Durante los siete meses que permaneció recluido en un centro de detención migratoria, la vida de su familia continuó afuera. En febrero de 2026 nació su tercer hijo; Téllez solo pudo conocerlo mediante videollamadas a través de una pantalla.
Pese a que su defensa legal mantenía activo un recurso de habeas corpus ante una Corte Federal del sur de Texas para exigir su liberación por falta de motivos penales, las autoridades federales aceleraron su procesamiento.
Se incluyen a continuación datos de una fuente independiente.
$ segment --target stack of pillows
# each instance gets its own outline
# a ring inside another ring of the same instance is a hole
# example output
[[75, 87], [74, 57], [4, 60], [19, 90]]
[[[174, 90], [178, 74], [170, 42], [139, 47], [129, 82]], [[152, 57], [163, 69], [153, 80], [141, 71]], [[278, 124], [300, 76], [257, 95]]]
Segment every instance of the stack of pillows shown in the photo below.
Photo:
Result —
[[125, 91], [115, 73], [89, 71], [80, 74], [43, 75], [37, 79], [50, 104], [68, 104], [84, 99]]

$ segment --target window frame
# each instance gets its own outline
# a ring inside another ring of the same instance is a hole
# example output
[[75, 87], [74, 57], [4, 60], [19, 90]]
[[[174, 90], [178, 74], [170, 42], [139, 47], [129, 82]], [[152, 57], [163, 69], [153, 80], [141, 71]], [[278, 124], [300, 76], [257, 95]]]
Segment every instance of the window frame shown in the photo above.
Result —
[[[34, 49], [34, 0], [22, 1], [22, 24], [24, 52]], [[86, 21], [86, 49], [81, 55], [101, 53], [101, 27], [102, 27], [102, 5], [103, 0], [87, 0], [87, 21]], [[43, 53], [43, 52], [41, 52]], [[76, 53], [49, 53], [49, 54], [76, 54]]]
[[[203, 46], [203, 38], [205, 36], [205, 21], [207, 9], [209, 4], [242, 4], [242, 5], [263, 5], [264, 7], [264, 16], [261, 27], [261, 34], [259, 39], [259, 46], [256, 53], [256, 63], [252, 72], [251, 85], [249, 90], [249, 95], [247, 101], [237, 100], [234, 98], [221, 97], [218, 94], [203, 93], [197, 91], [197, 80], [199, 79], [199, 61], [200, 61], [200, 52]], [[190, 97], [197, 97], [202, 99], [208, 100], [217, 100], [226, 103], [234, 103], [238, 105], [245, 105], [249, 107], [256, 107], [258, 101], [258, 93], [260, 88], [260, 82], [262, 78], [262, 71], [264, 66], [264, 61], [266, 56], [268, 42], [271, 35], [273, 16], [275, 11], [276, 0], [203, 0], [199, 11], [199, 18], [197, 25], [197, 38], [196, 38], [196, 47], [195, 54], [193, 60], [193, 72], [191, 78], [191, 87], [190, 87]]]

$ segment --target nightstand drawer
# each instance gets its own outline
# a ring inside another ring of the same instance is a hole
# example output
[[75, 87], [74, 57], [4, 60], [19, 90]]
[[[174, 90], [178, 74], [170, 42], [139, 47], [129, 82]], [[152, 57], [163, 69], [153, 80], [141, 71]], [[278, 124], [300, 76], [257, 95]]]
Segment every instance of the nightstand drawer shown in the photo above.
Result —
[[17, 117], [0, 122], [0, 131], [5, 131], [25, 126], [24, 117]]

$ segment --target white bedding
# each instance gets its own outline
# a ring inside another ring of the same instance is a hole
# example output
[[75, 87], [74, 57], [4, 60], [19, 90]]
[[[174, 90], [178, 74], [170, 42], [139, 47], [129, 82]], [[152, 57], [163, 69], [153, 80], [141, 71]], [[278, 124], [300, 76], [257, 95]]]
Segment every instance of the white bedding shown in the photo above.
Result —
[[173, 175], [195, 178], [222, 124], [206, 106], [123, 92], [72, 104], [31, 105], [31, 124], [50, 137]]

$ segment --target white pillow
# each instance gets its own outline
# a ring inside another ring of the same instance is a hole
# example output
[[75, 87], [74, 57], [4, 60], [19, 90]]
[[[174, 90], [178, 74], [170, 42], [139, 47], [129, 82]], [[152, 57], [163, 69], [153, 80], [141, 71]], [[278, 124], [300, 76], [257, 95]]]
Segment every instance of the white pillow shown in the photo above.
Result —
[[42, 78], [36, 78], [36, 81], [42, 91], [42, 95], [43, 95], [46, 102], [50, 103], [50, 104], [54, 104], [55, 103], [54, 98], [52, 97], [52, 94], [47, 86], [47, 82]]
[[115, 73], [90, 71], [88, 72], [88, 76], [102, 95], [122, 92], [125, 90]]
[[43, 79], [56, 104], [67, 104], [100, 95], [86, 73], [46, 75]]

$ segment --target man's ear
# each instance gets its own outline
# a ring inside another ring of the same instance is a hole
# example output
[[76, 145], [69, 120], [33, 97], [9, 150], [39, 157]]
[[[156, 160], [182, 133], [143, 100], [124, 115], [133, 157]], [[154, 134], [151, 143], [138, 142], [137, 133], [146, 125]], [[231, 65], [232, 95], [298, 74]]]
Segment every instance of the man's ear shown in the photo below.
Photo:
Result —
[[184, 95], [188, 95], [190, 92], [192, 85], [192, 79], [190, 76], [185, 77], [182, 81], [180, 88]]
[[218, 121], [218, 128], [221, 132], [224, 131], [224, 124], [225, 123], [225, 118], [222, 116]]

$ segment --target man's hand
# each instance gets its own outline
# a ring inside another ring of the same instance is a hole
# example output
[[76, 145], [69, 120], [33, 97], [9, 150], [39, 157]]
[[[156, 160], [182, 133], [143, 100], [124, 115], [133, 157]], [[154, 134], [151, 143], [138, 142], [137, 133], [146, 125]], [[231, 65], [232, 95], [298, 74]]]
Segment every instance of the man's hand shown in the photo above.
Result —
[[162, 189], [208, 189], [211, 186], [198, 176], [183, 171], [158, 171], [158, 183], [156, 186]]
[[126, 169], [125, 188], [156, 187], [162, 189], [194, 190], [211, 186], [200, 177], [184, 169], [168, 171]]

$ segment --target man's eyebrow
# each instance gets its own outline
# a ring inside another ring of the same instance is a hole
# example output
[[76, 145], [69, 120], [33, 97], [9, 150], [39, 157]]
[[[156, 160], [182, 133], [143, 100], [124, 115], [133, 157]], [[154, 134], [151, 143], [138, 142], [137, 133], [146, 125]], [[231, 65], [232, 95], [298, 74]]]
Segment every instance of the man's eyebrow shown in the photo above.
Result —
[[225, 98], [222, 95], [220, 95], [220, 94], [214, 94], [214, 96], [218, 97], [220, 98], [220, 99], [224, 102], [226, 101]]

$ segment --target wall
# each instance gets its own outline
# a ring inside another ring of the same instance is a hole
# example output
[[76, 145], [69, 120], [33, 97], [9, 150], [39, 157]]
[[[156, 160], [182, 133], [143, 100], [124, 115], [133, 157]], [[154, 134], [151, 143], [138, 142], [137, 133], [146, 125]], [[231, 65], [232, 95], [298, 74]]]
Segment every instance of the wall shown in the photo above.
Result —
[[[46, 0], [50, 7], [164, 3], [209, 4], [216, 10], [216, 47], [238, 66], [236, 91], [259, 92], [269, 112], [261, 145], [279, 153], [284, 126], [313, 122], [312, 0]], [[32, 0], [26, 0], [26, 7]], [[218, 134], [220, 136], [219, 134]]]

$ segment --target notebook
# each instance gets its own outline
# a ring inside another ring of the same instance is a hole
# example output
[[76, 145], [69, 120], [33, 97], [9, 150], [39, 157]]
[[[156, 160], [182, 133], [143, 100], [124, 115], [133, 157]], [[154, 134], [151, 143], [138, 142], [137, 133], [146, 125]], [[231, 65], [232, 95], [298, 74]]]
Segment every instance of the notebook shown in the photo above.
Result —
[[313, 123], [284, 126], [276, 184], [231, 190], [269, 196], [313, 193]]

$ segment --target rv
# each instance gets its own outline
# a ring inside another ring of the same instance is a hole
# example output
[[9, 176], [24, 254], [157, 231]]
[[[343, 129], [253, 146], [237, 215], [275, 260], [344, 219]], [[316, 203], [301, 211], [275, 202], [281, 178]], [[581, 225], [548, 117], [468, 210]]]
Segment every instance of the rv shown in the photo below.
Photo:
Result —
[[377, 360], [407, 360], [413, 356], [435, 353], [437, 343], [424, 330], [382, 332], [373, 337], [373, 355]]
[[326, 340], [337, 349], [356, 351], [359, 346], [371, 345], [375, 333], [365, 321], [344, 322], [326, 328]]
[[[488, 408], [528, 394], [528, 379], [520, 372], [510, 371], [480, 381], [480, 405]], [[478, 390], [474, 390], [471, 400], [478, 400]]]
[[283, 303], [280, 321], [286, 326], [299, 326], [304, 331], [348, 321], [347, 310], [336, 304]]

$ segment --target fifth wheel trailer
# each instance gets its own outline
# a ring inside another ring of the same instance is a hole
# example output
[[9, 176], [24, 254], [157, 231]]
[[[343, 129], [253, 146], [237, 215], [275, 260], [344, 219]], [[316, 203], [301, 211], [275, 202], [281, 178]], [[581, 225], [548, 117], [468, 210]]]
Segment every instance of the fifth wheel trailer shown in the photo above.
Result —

La notificación llegó de madrugada: a las 12:00 a. m. vio su nombre en una lista de deportación y a las 2:00 p. m. del día siguiente ya estaba embarcado en un vuelo con destino a la capital liberiana, Monrovia.
Téllez forma parte del primer grupo de aproximadamente 20 migrantes trasladados a África bajo un convenio que prevé la recepción de hasta 1.200 personas en 12 meses. A su llegada, las autoridades locales de Liberia albergaron a los deportados en un hotel, entregándoles teléfonos para comunicarse con sus familias y ofreciéndoles la posibilidad de solicitar asilo local o gestionar su salida hacia un tercer destino.
Desde Monrovia, el trabajador sostiene que la medida es una injusticia absoluta contra alguien que jamás violó la ley en suelo estadounidense, mientras su defensa intenta activar canales diplomáticos y judiciales para revertir un destierro sin precedentes.